Embark on the slides LowerBounds:
• all comparison-based sorting algorithms must have running time in Omega(n lg(n))
as can be seen by looking at the height of decision trees (cf. Cormen 8.1)
• introduce "adversary arguments" to establish lower bounds that are more precise than what information theory would yield
• as in Cormen 9.1 on finding minimum and maximum
• or as in detecting whether a graph is connected
• or as in Question 3 in Assignment 11, due over the weekend.
28: Dec 4 (Tue)
Discuss how to approximate the Traveling Salesman Problem (Cormen 35.2 and Howell 17.4):
• in the general case, there exists no polynomial approximation algorithm (unless P = NP)

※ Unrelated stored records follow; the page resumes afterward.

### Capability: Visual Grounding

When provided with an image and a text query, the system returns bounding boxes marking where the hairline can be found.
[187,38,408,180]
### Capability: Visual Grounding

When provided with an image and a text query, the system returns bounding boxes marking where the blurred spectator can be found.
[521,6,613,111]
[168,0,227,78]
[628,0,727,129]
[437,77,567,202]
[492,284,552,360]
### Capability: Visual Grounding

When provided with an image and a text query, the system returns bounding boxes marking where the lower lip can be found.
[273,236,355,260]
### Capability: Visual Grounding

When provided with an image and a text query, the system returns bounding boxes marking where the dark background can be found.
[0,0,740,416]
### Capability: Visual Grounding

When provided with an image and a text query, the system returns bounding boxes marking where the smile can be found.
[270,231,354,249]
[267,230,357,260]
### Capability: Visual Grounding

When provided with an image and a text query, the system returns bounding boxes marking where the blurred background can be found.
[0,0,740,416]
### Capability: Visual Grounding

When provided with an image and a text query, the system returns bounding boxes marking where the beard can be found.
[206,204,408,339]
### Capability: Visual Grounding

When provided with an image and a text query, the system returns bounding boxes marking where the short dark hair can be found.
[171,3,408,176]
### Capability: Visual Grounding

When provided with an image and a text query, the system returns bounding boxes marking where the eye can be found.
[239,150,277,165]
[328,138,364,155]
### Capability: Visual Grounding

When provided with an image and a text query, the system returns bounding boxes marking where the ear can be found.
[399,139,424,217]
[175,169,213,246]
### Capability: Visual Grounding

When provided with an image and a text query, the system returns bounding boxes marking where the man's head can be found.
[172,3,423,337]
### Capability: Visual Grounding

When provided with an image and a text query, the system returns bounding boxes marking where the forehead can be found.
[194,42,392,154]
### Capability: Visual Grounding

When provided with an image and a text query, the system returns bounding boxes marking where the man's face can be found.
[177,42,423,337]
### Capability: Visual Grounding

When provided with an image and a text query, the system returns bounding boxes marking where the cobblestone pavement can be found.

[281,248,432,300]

• but if the triangle inequality holds, it can be polynomially approximated within a factor two.
Wrap up randomized algorithms:
• mention "Monte-Carlo" algorithms, in particular for testing if a given number is a prime (cf. Cormen 31.8-9)
• mention a couple of pitfalls in probability reasoning.
29: Dec 6 (Thu)
General review session, preparing for the final exam:
• discuss the set from Fall 2016
• discuss solutions for Assignments 9 & 10 & 11
• sketch a hierarchy of complexity classes, where in most cases it is unknown whether the inclusion is strict.